The initial phase of the revolution is over. The old order has been rejected and the arduous task of fixing the broken system lies ahead. America has a total debt of ten trillion dollars. Its budget deficit is likely to be more than 750 billion dollars when Obama takes over as president on January 20, 2009. As the recession deepens, hundreds of thousands of Americans are losing their jobs every month, while Europe and the rest of the world are dragged down. The Bush administration had chosen to fight three wars – in Afghanistan, Iraq and a global ‘war on terror’. Dealing with these wars in the short run with a view to ending them eventually, hopefully before too long, is going to be a mammoth job. Fractured relationships abroad have to be rebuilt and engagement with international organizations must be revived. The most profound lesson of unilateralism of recent years is that the loss of international support for America weakens its leadership and makes it less effective in the world.

The most urgent task is economic revival, beginning with the restoration of the financial system. In the longer term, an enlightened approach to medical care, security and social welfare will be required to ensure the renaissance promised by the president America has just elected. The number of people incarcerated in American prisons exceeds two million. At least five million more are on probation or parole – the vast majority of them from black and other ethnic minority groups. China, with four times the population of the United States, has fewer inmates in jail – around one-and-a-half million.

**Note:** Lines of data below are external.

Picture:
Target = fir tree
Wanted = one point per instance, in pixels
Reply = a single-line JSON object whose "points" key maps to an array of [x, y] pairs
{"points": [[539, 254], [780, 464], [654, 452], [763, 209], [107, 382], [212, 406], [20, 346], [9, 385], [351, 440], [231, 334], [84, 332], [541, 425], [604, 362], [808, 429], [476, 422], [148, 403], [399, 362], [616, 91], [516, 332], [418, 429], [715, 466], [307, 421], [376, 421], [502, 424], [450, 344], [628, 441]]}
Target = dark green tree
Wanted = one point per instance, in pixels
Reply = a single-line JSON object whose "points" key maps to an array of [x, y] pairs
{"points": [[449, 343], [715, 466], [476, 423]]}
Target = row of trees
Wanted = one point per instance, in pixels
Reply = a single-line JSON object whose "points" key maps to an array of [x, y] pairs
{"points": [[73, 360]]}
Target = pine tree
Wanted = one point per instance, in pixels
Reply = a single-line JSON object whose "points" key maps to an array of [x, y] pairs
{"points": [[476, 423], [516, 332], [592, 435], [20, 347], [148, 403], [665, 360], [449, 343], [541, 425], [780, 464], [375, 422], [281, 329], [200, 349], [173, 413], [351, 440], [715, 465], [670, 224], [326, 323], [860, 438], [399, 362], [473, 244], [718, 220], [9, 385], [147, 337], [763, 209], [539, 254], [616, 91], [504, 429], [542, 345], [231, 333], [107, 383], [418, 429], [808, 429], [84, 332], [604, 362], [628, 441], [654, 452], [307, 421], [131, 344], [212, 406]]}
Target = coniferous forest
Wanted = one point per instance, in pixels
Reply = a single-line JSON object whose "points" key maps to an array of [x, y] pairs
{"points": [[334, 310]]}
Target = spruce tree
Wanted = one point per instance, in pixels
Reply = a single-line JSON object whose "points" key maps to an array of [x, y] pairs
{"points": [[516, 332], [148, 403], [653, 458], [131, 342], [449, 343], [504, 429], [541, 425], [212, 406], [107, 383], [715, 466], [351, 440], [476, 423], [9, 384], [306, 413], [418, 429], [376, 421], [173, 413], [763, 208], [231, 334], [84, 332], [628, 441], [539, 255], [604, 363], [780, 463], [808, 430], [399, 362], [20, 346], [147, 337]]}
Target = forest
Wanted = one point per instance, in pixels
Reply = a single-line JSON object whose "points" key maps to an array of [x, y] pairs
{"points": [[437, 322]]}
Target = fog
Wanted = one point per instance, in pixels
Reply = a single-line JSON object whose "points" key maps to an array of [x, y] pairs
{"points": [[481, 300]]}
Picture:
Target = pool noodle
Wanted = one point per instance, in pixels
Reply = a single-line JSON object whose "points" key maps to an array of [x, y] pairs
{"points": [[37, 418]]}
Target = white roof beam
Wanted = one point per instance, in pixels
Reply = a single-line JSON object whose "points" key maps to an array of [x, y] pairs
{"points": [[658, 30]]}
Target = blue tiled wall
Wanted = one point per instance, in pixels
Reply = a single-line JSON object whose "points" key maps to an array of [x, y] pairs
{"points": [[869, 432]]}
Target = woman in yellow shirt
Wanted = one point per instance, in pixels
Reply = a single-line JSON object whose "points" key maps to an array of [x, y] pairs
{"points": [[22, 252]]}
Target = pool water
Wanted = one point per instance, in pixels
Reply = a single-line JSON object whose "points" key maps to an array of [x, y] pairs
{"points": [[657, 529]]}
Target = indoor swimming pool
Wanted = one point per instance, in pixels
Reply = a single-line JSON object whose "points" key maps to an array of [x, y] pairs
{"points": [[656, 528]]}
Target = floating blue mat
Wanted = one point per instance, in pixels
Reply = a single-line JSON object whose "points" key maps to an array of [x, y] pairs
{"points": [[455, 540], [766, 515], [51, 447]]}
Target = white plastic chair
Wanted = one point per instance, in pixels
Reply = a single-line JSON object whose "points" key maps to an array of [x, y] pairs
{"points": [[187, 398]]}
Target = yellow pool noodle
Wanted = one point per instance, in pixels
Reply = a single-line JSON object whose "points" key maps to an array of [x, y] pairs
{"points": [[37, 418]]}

What is the total cost of all this and can anything be done? Consider the failure of the justice system which relies heavily on plea bargaining to secure convictions. The system convicts some of the most disadvantaged citizens, with little or no chance of proper legal representation. Consider, too, the lax gun laws and the violent incidents that lead to avoidable deaths and injuries and massive hospital bills. Two-thirds of Americans with insufficient medical cover or none at all. How many of the sick and the incarcerated die prematurely or spend their long years in prison, failing to contribute their best to America? These issues must be taken seriously in Washington. For without it, America is a failing state.

The above commentary appeared in the History News Network (George Mason University, Virginia) on November 8, 2008.